DISCUSSION - DOCTORS CORNER:


  • NDVH is an Passion of Gynec Surgeon.

  • Vaginal route is the safest and most cost effective route because of shorter hospital stay,

  • No visible scar .

  • No risk of General Anesthesia hence  can be used in cases with Cardio Pulmonary complications  where Laparoscopic route  is difficult.

  • More time Saving is experienced hands. Laparoscopic route is associated with increased operating times and risk injuries.

  • Quick recovery and early discharge.

  • Using single clamps is easier in difficulty cases with decreased space.

  • Using straight needle prevents lateral injury.

  • Aqua dissection might reduce blood loss.

Case Discussion - 1


DIAGNOSIS - GDM ON MEAL PLAN WITH FETAL CARDIAC DEFECTS


26 yrs – Primi/ Mrs. R 25/F, accountant by occupation , booked elsewhere ,  LMP-10/02/2020, EDD - 17/11 2020/ First visit to SNS Hospital on 07/10/2020 @ 35 weeks. Known case of GDM on Meal plan since three months of pregnancy  / she was under vigilant monitoring of blood glucose , maternal wt gain, Bp, monitoring throughout the pregnancy.

 




  • The plasma Glucose levels seems apparently well under control.



  • Her serial growth scans showed EFW - <50th percentile.



  • Underwent cesarean delivery on -18/11/2020 for Dystocia of Labour, and delivered Girl – 4.00 kg. Early neonatal and postnatal period uneventful. No episodes of hypoglycemia is the baby. Maternal Blood glucose within normal limits.                                                                         




 

 

 

 

 

 

 

 



 

 

 

 

 

 

 

 

 

CARDIAC screening of the baby was done - is fourth week of life. Showed -

> Acyanotic congenital heart disease.

VSD - 5mm - muscular non - 

restrictive.

ASD - 4mm - L-R shunt

PDA - 2.5mm - L-R shunt.
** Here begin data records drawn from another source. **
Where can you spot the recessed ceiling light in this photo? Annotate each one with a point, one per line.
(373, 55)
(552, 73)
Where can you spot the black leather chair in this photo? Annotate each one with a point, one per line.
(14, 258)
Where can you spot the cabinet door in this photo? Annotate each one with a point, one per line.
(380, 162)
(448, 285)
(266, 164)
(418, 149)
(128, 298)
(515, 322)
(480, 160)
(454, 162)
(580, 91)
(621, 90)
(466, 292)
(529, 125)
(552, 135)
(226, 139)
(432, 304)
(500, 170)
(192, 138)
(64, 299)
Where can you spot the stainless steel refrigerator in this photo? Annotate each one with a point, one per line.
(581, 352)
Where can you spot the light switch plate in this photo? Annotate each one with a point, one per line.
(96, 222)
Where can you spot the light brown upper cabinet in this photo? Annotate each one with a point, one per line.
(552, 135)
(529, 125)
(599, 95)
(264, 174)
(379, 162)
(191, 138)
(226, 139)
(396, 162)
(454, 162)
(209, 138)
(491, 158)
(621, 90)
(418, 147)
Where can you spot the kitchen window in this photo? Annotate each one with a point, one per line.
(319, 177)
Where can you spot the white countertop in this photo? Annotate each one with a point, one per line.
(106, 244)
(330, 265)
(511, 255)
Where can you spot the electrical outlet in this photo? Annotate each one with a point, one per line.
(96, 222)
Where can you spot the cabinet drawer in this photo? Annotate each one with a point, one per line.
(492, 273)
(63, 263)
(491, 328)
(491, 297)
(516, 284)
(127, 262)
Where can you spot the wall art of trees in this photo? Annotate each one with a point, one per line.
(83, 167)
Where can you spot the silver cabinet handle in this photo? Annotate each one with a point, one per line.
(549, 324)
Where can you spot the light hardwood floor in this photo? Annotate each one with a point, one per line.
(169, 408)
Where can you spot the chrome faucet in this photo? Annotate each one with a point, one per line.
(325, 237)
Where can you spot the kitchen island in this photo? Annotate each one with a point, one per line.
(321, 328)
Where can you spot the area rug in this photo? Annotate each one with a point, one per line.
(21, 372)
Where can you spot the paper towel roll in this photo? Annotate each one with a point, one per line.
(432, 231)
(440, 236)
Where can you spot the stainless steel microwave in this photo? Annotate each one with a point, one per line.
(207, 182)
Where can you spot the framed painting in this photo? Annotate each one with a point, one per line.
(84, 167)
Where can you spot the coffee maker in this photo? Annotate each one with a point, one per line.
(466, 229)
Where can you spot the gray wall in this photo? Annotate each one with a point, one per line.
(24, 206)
Baby under follow up.



Points to ponder - Doctors` corner:


  • Even one marginally higher blood glucose - (151mg/dl - 13weeks) in the earlier trimester -though we name it as GDM - Should, arouse a suspicion of embryonic defects.



  • All the parameters were apparently under control throughout pregnancy, with meal plan - yet the Fetus has undergone the insult at the very earliest stage - should we redefine the terminology - GDM?



  • How far does the meal plan take care of the Intra uterine fetus - is Questionable.



  • Defining any single abnormal blood glucose values as diabetes melitus complicating pregnancy - like what has been done in this case helps us to keep a close watch.



  • Asian ethnicity being a high risk for Diabetes complicating pregnancy - we see a tremendous increase in the incidence of number of pregnancies complicated with Diabetes.



  • Strict monitoring and control of blood glucose helps us prevent late intra uterine complications (sudden fetal death) intrapartum and early neonatal complications, not reliable is preventing embryonic insults though. Which says the pathogenesis of congenital abnormalities seen in babies born to diabetic mothers might be because of cytopathic effect of maternal immune system.